Moyennant la construction d’un cycle élémentaire complexe, Héraclite réussit ainsi à formaliser une cosmogonie où l’un des éléments, le feu, a valeur de principe et de fin pour les autres, une cosmogonie où le principe et la fin sont immanents au monde dont ils sont et principe et fin. Ce nouveau modèle cosmologique reste réglé sur ceux d’Anaximandre et d’Anaximène et répond aux exigences de l’école milésienne : il est « historique » et l’on peut identifier la ou les phase.s de cette histoire où se déroule la nôtre (transition de (2) à (3) : transformation progressive de la mer cosmique en une terre entourée de souffle igné, ou transition de (3) en (4) : transformation progressive de la terre en mer, le souffle igné restant ce qu’il est).

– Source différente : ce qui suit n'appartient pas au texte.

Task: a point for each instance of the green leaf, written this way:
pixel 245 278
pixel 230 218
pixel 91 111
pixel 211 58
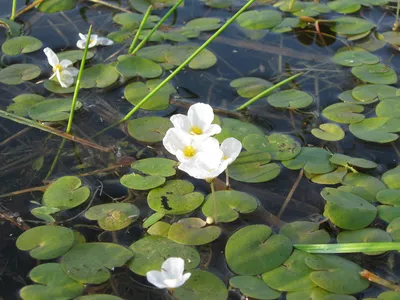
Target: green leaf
pixel 46 242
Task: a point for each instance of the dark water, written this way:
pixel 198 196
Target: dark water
pixel 238 56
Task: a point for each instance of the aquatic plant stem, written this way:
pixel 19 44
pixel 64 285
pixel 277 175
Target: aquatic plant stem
pixel 78 82
pixel 139 31
pixel 269 90
pixel 147 37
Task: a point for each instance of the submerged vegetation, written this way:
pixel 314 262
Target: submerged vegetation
pixel 281 182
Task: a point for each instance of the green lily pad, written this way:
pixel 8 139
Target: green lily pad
pixel 366 235
pixel 328 132
pixel 65 193
pixel 248 87
pixel 347 210
pixel 150 252
pixel 46 242
pixel 290 99
pixel 292 276
pixel 353 58
pixel 253 167
pixel 52 110
pixel 304 232
pixel 137 66
pixel 344 113
pixel 237 129
pixel 53 283
pixel 175 197
pixel 202 285
pixel 252 250
pixel 136 91
pixel 149 129
pixel 379 129
pixel 279 146
pixel 21 44
pixel 378 73
pixel 228 205
pixel 90 262
pixel 189 232
pixel 253 287
pixel 336 274
pixel 22 103
pixel 313 160
pixel 259 19
pixel 18 73
pixel 113 216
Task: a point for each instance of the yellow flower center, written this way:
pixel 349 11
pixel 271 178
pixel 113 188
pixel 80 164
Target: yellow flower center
pixel 196 130
pixel 189 151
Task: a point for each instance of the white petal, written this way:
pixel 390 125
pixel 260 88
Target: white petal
pixel 181 122
pixel 156 278
pixel 51 57
pixel 201 115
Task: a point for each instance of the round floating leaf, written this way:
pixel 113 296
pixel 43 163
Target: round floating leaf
pixel 22 103
pixel 259 19
pixel 178 54
pixel 193 233
pixel 313 160
pixel 354 58
pixel 52 110
pixel 149 129
pixel 248 87
pixel 378 73
pixel 113 216
pixel 328 132
pixel 366 235
pixel 99 76
pixel 347 210
pixel 292 276
pixel 18 73
pixel 237 129
pixel 136 91
pixel 141 183
pixel 46 242
pixel 137 66
pixel 65 193
pixel 252 250
pixel 253 287
pixel 336 274
pixel 290 99
pixel 202 285
pixel 175 197
pixel 21 44
pixel 53 284
pixel 229 204
pixel 90 262
pixel 344 113
pixel 253 167
pixel 304 232
pixel 378 129
pixel 150 253
pixel 279 146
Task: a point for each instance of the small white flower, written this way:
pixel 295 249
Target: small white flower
pixel 95 40
pixel 171 275
pixel 198 121
pixel 62 70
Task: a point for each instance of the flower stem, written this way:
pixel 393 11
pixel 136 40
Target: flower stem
pixel 269 90
pixel 139 31
pixel 147 37
pixel 78 82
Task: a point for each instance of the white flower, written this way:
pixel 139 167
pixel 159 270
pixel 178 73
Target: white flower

(4) Âme du monde et âmes individuelles

Parmi les éléments, l’air igné joue un rôle de premier plan dans la cosmogonie cyclique héraclitéenne. Il est l’âme du monde, dépositaire du Logos cosmique, du discours vrai du monde sur lui-même, rappelant au monde son origine et sa fin. Il pénètre les choses et anime celles qui peuvent recevoir vie : il y dépose des parties de lui-même qui leur restent attachées, des âmes individuelles, dépositaires d’une parcelle du Logos cosmique, vouée à croître à mesure que l’âme s’ouvre sur son environnement.

« Il appartient à l’âme un logos qui s’accroît lui-même. » (fr. CXV)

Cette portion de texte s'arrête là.